Light fades. Night falls.

            But darkness doesn’t shroud the sight

            of my half leg

            from my mind’s unblinking eye.


Under the sheets my hands reach

            like a tongue that can’t stop playing with a loose tooth.

            Over and over the rough bandages my fingers run,

            trying to smooth over

            reality.


In the morning I feel Paati’s hands kneading my temples.

            Not even her touch soothes me.


Murmuring a prayer,

            she places the bronze idol of Shiva I won at the competition

            on my bedside table.

            “Mukam karothi vachalam; pangum langayathe girim.”

            God’s grace moves the mute to eloquence

            and inspires the lame to climb mountains.

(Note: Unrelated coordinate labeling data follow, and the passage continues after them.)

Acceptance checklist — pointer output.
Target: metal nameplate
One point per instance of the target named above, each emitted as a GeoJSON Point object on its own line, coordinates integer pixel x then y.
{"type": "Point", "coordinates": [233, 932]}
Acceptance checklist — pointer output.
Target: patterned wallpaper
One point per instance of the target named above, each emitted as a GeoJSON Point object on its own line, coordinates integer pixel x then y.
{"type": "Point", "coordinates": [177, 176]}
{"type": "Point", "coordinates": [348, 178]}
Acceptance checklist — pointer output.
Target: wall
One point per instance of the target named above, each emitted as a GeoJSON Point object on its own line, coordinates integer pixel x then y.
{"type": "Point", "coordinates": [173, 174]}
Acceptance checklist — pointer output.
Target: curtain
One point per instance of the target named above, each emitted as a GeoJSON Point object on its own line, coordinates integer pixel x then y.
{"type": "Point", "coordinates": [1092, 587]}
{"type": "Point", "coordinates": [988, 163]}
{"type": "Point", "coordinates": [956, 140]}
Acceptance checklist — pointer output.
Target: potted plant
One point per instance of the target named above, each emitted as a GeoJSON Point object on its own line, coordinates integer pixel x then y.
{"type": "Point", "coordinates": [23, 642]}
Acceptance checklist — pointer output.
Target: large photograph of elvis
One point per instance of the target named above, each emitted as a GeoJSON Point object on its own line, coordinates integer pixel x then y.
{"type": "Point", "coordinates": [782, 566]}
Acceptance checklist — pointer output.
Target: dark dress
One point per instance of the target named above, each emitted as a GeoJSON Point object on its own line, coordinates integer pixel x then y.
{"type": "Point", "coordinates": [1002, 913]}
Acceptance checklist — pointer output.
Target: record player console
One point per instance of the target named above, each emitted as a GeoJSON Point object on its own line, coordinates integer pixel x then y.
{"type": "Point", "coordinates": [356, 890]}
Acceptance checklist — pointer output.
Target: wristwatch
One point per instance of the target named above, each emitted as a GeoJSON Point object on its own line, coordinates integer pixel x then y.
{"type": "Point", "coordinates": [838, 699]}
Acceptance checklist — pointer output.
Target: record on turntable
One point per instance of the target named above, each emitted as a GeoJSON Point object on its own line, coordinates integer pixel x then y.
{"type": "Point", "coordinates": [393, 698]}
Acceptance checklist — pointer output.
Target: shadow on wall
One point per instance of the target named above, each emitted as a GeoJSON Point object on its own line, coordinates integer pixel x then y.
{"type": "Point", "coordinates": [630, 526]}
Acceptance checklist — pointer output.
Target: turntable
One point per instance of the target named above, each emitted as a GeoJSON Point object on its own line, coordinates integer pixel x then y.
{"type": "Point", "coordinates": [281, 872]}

I glance at my dancing Shiva,

            His left leg raised parallel to the earth,

            His right leg crushing the demon of ignorance,

            His inner hands juxtaposed, palms flat,

            His outer hands

            holding aloft the fire of creation and destruction,

            and a drum

            keeping time to the music of His eternal dance.

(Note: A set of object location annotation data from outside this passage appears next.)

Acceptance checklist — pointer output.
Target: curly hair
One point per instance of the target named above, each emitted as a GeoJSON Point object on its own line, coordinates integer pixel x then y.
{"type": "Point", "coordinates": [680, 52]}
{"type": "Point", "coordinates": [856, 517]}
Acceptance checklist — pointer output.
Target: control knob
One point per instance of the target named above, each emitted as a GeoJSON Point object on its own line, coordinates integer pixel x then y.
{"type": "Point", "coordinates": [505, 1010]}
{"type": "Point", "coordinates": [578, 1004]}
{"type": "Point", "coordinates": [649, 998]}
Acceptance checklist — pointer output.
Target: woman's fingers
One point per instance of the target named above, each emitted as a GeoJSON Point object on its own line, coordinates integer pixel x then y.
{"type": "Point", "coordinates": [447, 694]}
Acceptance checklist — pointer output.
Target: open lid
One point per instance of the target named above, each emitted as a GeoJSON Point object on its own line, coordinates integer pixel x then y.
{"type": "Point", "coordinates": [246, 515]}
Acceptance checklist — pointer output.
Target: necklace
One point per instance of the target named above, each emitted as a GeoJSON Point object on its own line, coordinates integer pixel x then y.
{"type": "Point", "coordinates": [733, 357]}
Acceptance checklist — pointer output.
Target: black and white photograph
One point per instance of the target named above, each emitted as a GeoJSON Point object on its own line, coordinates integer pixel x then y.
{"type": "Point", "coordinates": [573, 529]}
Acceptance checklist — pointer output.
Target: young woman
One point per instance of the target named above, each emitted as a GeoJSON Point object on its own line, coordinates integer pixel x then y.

            I try to repeat Paati’s prayer. I strain my ears to hear

            His music.


It feels like Shiva destroyed my universes of possibility,

            like He’s dancing

            on the ashes

            of my snatched-away dreams.





NAMELESS





“Veda, you’ve got a roommate,” a nurse announces.

            A woman with a mop of gray hair

            gives me a yellow-toothed smile.

            “I heard you lost your leg. How?”

            I don’t want this stuffy space invaded.

            Especially not by a chatty old woman.

            I don’t answer.

            “Talking will help you heal, you know.

            They cut my toes off. Diabetes.

            Now tell me about you.”

            I give her more silence.

            “What’s your full name, girl?

            Veda what?

            You can tell me that, at least, hmm?”

            No.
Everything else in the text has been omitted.